Reading Levy helped me envision a way of writing myself again into existence, of remaking a home and a life, to visualize it as the adventure I was thrust into. There are many reasons, however, to love Levy’s writing and mind and not just for the didactic. Her writing in these volumes is playful and witty and engaging all while taking itself seriously. She plays the solitary sage to her best male friend’s supporting role. He is flighty and flawed, marked by his romanticism and his boyish desires.
Writing of endings and marriages and broken engagements conjures memories of high school, when I stayed up all night to finish reading Pride and Prejudice. I was drawn to Elizabeth Bennett’s independent mind and her verbal sparring with Mr. Darcy. And I suppose I was appeased that, by the end, all was settled and the three sisters were married. I found fault with happy endings in general and had ambivalence about this kind of happily ever after, but also, I felt the reality of this conflicted longing for both independence and security. I thought then somehow that endpoints were important. (I still overvalue them in life, less so in books). My fantasy of social harmony achieved remained firmly a fiction, and was ever deferred to the future.

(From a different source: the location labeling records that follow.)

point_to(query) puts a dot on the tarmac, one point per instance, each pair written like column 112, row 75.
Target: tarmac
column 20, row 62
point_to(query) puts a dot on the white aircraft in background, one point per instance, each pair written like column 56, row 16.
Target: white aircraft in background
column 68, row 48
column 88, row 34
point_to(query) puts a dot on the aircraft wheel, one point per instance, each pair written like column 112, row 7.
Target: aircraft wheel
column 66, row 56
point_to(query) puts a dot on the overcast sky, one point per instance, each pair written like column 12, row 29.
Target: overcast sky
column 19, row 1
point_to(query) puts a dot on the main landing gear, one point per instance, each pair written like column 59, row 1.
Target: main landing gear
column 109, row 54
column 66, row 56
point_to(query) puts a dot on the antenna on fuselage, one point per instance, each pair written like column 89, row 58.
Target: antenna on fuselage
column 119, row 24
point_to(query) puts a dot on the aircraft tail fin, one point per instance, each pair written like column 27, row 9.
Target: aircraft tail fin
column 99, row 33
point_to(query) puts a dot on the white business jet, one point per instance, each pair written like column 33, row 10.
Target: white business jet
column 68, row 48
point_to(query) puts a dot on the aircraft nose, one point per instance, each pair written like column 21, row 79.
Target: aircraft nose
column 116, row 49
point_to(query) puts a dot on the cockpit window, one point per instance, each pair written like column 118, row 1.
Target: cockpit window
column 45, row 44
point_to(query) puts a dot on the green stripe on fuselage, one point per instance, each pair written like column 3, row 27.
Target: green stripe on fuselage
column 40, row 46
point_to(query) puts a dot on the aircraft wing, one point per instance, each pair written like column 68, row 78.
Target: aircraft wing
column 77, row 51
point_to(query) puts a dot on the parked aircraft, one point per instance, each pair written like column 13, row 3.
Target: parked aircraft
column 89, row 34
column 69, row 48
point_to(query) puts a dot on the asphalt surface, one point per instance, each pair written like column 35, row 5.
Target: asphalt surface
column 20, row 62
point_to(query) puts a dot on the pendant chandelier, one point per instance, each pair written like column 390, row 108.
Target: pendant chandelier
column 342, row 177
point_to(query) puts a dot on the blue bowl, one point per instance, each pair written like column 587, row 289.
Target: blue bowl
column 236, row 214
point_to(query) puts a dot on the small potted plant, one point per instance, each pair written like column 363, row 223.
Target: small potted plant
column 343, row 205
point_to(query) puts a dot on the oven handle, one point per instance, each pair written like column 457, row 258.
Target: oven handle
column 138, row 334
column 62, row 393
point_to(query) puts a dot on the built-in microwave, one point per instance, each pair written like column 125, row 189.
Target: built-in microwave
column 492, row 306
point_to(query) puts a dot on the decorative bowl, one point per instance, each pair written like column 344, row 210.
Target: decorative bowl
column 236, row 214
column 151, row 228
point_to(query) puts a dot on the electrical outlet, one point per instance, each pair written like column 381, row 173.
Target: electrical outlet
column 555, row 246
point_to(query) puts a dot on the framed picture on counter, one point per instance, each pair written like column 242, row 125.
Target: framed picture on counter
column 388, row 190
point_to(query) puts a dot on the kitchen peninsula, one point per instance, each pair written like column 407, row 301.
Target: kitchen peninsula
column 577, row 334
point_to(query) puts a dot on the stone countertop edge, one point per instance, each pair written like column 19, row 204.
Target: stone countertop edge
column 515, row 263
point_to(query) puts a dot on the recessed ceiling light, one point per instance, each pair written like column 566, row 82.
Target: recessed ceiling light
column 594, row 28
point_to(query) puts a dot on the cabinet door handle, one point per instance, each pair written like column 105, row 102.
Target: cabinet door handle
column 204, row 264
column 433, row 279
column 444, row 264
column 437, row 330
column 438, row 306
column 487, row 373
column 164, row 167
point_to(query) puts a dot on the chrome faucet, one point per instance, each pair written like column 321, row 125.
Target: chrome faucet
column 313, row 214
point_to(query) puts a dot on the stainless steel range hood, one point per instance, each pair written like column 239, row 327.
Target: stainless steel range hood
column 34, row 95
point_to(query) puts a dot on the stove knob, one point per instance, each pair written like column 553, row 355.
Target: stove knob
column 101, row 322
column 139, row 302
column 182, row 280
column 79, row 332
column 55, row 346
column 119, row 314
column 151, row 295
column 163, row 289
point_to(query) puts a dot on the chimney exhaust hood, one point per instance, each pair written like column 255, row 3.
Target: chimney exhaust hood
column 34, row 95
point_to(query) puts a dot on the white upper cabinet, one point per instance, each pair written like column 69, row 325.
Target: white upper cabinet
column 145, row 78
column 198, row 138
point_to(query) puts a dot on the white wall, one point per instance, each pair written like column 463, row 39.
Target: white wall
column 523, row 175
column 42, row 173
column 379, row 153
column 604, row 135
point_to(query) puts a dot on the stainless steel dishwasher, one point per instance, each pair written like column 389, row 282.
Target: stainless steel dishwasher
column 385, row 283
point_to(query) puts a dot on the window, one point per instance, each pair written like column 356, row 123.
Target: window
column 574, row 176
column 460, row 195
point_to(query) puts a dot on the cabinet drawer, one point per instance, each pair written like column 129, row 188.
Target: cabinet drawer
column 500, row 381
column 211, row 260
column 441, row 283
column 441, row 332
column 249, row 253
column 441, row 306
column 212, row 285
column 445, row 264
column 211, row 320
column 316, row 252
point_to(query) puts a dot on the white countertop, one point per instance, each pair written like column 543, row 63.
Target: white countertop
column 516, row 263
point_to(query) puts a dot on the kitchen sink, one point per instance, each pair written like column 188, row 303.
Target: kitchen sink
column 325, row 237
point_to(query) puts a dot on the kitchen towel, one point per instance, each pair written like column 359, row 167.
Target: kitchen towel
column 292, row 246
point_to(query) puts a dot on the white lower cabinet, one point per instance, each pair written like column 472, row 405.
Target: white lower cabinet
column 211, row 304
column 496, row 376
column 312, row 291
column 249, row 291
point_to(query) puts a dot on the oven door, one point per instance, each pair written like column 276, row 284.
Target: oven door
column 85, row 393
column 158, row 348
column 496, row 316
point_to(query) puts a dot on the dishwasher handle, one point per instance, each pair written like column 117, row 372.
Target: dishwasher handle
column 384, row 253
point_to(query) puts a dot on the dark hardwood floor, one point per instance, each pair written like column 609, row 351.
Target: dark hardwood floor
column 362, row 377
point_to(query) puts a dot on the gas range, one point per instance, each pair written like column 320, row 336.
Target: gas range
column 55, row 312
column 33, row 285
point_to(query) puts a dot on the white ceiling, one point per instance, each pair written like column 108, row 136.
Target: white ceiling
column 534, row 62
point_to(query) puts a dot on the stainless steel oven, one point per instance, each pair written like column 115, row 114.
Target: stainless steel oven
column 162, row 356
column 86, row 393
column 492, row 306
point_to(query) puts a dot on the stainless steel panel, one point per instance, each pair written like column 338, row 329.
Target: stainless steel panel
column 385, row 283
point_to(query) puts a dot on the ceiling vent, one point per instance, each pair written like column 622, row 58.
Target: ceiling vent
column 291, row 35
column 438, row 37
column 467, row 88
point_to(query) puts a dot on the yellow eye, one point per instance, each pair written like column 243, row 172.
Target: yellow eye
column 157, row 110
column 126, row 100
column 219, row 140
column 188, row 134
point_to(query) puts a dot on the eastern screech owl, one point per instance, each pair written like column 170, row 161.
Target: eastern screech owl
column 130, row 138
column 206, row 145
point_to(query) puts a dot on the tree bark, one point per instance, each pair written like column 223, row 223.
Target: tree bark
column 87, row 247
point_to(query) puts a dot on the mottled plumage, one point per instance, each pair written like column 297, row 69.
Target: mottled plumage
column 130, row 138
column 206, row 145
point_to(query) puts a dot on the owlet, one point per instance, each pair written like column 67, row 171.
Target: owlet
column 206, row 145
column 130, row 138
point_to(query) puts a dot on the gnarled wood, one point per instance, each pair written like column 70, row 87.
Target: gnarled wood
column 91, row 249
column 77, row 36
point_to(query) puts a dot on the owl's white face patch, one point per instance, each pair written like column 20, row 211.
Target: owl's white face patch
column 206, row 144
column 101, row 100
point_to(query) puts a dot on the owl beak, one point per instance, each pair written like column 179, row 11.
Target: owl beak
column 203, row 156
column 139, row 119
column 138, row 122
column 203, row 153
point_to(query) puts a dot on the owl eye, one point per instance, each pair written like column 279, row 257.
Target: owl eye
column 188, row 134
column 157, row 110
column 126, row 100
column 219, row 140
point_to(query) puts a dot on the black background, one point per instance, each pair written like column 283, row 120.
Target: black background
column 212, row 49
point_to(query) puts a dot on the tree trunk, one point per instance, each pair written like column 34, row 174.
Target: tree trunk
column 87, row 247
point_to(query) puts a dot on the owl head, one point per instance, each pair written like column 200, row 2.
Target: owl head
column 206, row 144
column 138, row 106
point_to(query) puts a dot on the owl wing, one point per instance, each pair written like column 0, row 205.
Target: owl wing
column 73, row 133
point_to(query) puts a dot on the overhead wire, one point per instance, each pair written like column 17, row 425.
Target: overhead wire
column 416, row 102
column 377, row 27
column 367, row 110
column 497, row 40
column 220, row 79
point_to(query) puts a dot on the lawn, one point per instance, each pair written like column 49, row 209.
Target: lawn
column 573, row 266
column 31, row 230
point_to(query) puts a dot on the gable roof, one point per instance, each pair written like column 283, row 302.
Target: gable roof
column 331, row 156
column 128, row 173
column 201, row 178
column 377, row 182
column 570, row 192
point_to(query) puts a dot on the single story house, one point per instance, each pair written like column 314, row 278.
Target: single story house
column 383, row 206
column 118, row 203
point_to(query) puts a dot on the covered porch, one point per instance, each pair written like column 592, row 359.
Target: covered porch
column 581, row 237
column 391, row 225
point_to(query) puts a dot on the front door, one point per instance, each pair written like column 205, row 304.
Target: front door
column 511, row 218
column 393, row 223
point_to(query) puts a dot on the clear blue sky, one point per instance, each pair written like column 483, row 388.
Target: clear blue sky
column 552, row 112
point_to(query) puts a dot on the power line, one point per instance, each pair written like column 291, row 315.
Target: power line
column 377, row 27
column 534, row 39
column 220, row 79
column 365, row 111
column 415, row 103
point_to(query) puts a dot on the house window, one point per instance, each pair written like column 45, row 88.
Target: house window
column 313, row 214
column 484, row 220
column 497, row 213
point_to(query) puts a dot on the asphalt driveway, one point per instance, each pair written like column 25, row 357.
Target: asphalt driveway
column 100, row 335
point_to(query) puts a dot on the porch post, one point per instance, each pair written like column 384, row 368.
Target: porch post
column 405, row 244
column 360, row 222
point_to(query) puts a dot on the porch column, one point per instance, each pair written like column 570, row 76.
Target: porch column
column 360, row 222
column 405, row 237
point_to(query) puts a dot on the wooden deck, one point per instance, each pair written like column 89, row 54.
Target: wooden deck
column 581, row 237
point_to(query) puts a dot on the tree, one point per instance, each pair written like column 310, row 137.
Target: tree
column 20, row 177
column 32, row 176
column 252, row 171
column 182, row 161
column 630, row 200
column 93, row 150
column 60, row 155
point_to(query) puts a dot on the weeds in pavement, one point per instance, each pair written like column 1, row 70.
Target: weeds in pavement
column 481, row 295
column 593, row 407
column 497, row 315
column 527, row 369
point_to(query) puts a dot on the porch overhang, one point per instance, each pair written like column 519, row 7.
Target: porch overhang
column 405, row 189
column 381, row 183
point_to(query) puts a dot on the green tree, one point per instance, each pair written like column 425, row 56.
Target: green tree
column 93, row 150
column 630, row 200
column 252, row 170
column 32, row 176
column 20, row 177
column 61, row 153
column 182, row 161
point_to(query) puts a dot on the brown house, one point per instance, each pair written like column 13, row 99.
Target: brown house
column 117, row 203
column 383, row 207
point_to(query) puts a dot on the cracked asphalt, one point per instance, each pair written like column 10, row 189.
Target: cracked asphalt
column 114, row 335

How long ago that seems, as I arrive at this point in the future. Social harmony seems even further from the current reality. And now my best male friend who is also my ex texts me in response to some part of this story. He says that ex’s are dangerous. Don’t I know it. He says, “You are an artist.” As if an appeasement. It doesn’t tie up all the ends unraveled, nor do I want it to. Somehow, though, it is invigorating and a consolation.